In other political news, and not just to brag, I got another one spot-on; check out Mark Dice's coverage of the breakdown of Google's search results. My prediction is totally coming true: their results are basically worthless for anyone even remotely right-of-center politically, and it's all because of what I laid out in that post.
In other totally unrelated news, my sister sent me this-- it's the 3DO's "The Need for Speed", but corrected to make the car pace match what they would actually be in real life. I passed a couple of cars once in real life going 140 mph in my 350z, so I can attest to the rate at which slower moving traffic comes and is left behind, as shown in the video.
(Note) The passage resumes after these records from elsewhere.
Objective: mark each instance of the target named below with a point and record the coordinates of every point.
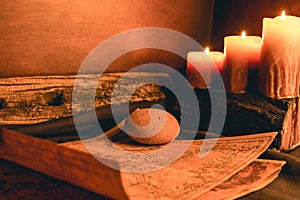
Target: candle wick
(283, 16)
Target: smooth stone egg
(151, 126)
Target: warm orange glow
(283, 17)
(243, 34)
(206, 50)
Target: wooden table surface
(17, 182)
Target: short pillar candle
(203, 67)
(242, 53)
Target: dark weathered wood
(29, 100)
(63, 129)
(253, 113)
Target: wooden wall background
(54, 36)
(39, 37)
(231, 17)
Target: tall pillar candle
(279, 74)
(203, 67)
(242, 53)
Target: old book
(254, 177)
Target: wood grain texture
(28, 100)
(40, 37)
(253, 113)
(72, 166)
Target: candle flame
(206, 50)
(283, 16)
(243, 34)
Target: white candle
(279, 74)
(241, 54)
(203, 66)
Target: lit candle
(279, 73)
(242, 53)
(203, 67)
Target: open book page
(255, 176)
(189, 176)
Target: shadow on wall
(231, 17)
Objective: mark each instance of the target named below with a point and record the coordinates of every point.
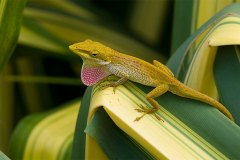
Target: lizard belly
(132, 73)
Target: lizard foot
(103, 86)
(146, 111)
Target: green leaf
(227, 76)
(115, 143)
(78, 151)
(3, 156)
(10, 22)
(53, 128)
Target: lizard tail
(182, 90)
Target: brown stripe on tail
(182, 90)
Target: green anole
(100, 61)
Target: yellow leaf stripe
(169, 140)
(53, 135)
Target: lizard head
(92, 51)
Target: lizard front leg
(156, 92)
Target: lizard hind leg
(156, 92)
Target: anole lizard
(100, 61)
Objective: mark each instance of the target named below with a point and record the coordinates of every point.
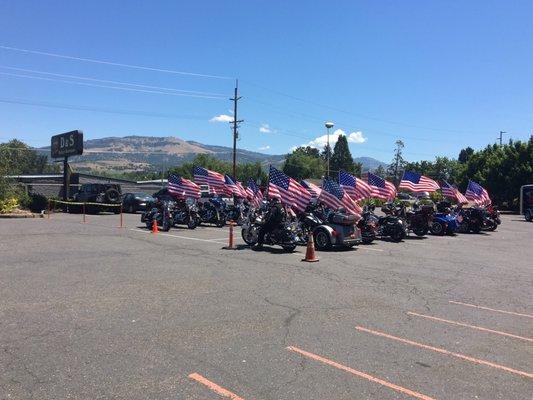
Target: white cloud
(265, 128)
(222, 118)
(321, 141)
(356, 137)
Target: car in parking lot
(137, 201)
(109, 195)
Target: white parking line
(369, 249)
(178, 236)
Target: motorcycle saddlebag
(343, 219)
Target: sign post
(65, 145)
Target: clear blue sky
(440, 75)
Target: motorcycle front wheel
(420, 231)
(249, 236)
(289, 248)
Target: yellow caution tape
(87, 204)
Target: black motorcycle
(491, 218)
(212, 212)
(185, 213)
(418, 219)
(469, 219)
(161, 212)
(285, 235)
(369, 225)
(236, 213)
(391, 225)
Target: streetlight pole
(328, 148)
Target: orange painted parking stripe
(214, 387)
(448, 353)
(359, 373)
(479, 328)
(491, 309)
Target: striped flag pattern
(335, 197)
(415, 182)
(356, 188)
(215, 180)
(287, 190)
(452, 192)
(183, 188)
(476, 193)
(313, 189)
(232, 187)
(256, 197)
(381, 189)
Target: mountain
(369, 163)
(149, 153)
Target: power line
(317, 104)
(101, 109)
(113, 82)
(109, 86)
(105, 62)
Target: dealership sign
(67, 144)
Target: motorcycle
(491, 218)
(368, 224)
(161, 213)
(418, 220)
(284, 235)
(236, 213)
(444, 222)
(470, 219)
(212, 212)
(185, 213)
(329, 228)
(391, 225)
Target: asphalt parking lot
(93, 311)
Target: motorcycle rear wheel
(437, 228)
(289, 247)
(249, 236)
(420, 231)
(397, 235)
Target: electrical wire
(113, 82)
(96, 61)
(101, 109)
(109, 86)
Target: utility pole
(235, 124)
(501, 134)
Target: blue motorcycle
(213, 212)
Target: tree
(304, 162)
(380, 171)
(398, 163)
(465, 154)
(342, 158)
(17, 158)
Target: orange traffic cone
(310, 252)
(231, 244)
(155, 229)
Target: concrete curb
(29, 215)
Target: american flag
(356, 188)
(452, 192)
(256, 197)
(313, 189)
(214, 180)
(381, 189)
(415, 182)
(233, 187)
(287, 190)
(182, 188)
(476, 193)
(335, 197)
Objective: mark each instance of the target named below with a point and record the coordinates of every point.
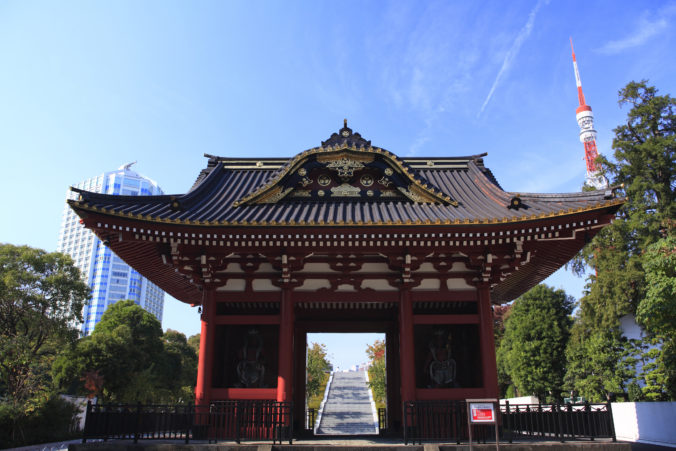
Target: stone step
(348, 409)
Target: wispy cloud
(648, 25)
(513, 51)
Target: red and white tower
(585, 119)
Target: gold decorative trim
(336, 153)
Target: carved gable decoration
(345, 167)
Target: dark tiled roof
(211, 202)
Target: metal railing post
(611, 422)
(139, 407)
Of course, the gearing and speedometer is all broken-- this is just a hack, after all.
But it brings up an interesting game design discussion: the 3DO's NFS is probably the best designed video game I've ever played, from the standpoint of making realism trade-offs in exchange for superior gameplay, but in a way that still feels convincing. A superficial example is that the driver is sitting too high in the game's cockpit view-- so they raised the camera a bit, and it does wonders in improving visibility, while still feeling realistic.
But the best example comes in the form of the game's pacing. "Digital Foundry" did a frametime analysis of the title some years ago, and it only runs at like 13 fps. I was shocked-- how could the game feel so butter smooth at such low framerates? Then it dawned on me: rather than "frameskip", the developers made the engine simply render every frame, then balanced the game so that the distances traveled made sense given the low framerate!
In other words, if you divide the number of kilometers traveled by the amount of ground the car moves each frame, multiplied by the framerate-- such as 13-- the math actually works out! To put it yet another way, they eliminated the framerate issues by just building the entire game's design around that limitation! As for the other cars, they are moving "too fast" relative to the player-- but this was also intentional, because just like the cockpit view situation, the game is way more fun and balanced, while still having satisfying passing maneuvers.
Back to the hack then: the hacker "unbroke" the game and made it "realistic". While it's a fun exercise and a way to explore the game's brilliancy, also notice how it's basically unplayable as a result. It's a cool testament to just how clever of a release 3DO's NFS is.